Pour clore la 61e saison, la Guilde de la Musique de Chambre a déniché le Picasso Quartet Quatuor de Cors. Le nom révèle l’instrument célébré, l’origine ibérique des artistes, et bien plus encore. Leur façon de se donner en concert fait l’écho d’une démarche plastique de Pablo Picasso. Ce fondateur du cubisme floute les frontières entre peinture et sculpture. Les instrumentistes brisent les barrières entre le plaisir d’écouter et la joie d’apprendre. Retour sur un concert d’une beauté ludique.
Trompette de forme voluptueuse ? Tuba menu et sensible au toucher ? Un cor d’harmonie est composé d’une embouchure, de tuyaux et d’un pavillon. Pour illustrer l’essentiel de ce cuivre, le quartet livre le premier morceau à l’aide d’engins « fait maison ». Soufflant dans l’embouchure fixée sur un tube d’arrosage couronné d’un entonnoir couleur orange pétant, les concertistes interprètent « Rendez-vous de chasse » de Gioacchino Rossini. Ainsi, tout en allant à l’essence formelle, ils conduisent aux origines de l’univers sonore de l’instrument : le plein-air, la verdure, l’escapade dans un décor champêtre. Après cet embarquement mélodieux et didactique, Andrea Zardini et Iván Ortiz, Alejandro Cela et Antonio Lagares accompagnent les spectateurs à travers l’histoire de cet aérophone.
À l’époque baroque, les cornistes rejoignent l’orchestre. Au 17e siècle ce cuivre ne dispose alors que d’un registre limité de notes. Cependant, il parvient à traduire les variations du goût frivole et insouciant. Festif et léger, « Canzon Cornetto » de Samuel Scheidt en témoigne. Au fur et à mesure que la facture et la technique de jeu évoluent, l’éventail de tons s’enrichit. Au programme, des extraits d’opéras romantiques et plus encore l’Opus 35 de Nicolaï Tcherepnin qui illustre la diversité de la palette sonore. Tel qu’un hommage à l’instrument, la composition est une enfilade de pièces. D’une douceur somnolente à une mélodie dansante en passant par un mouvement cynégétique, elle donne corps aux capacités insoupçonnées du cor. Quant à un air d’Ernest Shaw, il évoque le jazz et hisse la « coqueluche » du Picasso Quartet au statut du saxophone.
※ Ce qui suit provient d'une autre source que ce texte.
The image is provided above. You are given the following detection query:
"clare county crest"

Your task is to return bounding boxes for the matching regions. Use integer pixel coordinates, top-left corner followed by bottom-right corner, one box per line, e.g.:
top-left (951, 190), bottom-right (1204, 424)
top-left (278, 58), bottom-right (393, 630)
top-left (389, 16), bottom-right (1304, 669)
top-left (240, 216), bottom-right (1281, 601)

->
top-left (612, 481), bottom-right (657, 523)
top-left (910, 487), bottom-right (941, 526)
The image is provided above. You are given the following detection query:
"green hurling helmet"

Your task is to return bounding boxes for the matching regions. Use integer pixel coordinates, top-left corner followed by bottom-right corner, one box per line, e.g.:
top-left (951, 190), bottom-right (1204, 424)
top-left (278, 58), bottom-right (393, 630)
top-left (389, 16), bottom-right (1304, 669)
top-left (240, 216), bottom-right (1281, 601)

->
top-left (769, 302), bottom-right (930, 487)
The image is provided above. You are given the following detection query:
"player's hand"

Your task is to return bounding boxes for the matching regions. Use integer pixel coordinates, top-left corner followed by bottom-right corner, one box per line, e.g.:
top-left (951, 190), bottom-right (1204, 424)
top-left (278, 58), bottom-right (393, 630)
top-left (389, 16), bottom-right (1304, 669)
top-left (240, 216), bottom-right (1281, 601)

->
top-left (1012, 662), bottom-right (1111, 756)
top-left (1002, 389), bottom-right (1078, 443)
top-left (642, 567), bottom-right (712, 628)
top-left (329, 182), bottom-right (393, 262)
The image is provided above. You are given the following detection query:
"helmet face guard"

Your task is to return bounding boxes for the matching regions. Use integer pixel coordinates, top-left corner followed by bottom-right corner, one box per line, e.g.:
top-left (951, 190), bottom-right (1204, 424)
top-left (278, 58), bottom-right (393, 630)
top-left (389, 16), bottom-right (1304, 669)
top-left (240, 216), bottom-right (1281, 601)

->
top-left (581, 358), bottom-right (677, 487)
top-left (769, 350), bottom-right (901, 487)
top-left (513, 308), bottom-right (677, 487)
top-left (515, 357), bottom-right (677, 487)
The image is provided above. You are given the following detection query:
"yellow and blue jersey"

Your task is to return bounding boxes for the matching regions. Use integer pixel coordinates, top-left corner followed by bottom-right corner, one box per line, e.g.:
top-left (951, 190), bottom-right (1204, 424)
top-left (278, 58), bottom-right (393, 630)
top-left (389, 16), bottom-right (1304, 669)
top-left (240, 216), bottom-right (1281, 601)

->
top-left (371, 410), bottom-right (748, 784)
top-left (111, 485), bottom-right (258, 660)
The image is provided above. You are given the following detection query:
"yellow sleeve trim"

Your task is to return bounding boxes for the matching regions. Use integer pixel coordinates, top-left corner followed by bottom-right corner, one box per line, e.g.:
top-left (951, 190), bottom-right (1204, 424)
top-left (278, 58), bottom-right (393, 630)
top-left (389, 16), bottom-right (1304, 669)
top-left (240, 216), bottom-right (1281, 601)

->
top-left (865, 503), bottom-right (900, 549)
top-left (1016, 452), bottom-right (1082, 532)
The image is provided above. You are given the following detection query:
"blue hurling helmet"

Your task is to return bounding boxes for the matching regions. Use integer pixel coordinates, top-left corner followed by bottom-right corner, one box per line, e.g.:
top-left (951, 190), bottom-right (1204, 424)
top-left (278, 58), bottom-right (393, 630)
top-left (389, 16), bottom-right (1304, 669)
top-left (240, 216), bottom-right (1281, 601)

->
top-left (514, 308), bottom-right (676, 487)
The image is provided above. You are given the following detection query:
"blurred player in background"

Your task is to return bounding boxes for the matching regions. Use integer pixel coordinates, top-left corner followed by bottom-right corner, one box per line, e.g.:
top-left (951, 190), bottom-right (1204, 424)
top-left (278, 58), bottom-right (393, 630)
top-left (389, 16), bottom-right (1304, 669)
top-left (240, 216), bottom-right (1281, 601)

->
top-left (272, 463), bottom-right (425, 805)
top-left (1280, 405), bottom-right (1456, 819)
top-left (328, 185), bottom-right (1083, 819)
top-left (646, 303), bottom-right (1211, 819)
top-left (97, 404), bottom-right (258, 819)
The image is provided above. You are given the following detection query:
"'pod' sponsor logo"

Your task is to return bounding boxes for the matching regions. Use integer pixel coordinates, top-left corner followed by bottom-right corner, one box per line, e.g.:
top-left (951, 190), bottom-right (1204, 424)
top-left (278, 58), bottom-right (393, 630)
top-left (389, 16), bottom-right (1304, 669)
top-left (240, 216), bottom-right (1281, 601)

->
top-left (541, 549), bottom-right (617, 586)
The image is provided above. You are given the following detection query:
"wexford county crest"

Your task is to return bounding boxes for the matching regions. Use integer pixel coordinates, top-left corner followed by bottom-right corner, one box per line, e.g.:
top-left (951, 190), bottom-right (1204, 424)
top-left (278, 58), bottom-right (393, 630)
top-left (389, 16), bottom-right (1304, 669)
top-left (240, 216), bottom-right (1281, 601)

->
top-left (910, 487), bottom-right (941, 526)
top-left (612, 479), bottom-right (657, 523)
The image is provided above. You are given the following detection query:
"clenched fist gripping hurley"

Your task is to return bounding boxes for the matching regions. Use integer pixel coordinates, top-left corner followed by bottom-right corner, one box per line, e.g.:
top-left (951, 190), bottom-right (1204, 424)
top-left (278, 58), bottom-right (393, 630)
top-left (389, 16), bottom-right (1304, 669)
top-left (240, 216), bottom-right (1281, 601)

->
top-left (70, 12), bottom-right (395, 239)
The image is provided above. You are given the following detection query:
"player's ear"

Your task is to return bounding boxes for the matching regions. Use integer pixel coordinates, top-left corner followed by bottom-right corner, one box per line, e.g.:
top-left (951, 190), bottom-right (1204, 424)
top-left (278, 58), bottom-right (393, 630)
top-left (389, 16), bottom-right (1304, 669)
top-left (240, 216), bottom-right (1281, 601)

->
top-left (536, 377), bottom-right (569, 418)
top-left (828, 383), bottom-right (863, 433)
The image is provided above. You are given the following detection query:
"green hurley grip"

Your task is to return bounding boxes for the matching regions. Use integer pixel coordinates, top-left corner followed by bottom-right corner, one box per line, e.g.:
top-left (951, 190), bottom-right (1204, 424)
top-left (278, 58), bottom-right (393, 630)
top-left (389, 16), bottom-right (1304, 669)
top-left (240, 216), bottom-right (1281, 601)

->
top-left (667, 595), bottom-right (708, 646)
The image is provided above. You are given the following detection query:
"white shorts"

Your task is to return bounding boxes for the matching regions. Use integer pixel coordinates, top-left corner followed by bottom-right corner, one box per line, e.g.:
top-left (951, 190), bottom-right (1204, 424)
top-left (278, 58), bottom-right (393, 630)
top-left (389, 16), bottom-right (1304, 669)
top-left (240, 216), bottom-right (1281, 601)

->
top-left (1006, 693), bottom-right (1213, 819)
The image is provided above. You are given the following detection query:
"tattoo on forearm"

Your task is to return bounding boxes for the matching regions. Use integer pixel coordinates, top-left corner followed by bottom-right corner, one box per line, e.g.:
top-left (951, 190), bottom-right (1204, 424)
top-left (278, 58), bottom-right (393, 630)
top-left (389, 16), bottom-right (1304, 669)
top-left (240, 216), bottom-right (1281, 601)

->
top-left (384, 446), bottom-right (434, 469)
« À la base, c’est un instrument à vent peu populaire. Après le solfège, on me l’a attribué. Sans me poser de questions, je me suis appliqué pour ne plus jamais l’abandonner », se souvient Iván Ortiz. Qu’il faut une maîtrise, l’audience a pu s’en rendre compte. Après le concert, les musiciens répondent aux questions et offrent l’occasion au public d’essayer de faire sortir quelques notes de ce cuivre. L’expérience amusante illustre bien qu’en sus de l’objet et de la partition, l’artiste est l’ingrédient clé pour la réussite d’un moment harmonieux.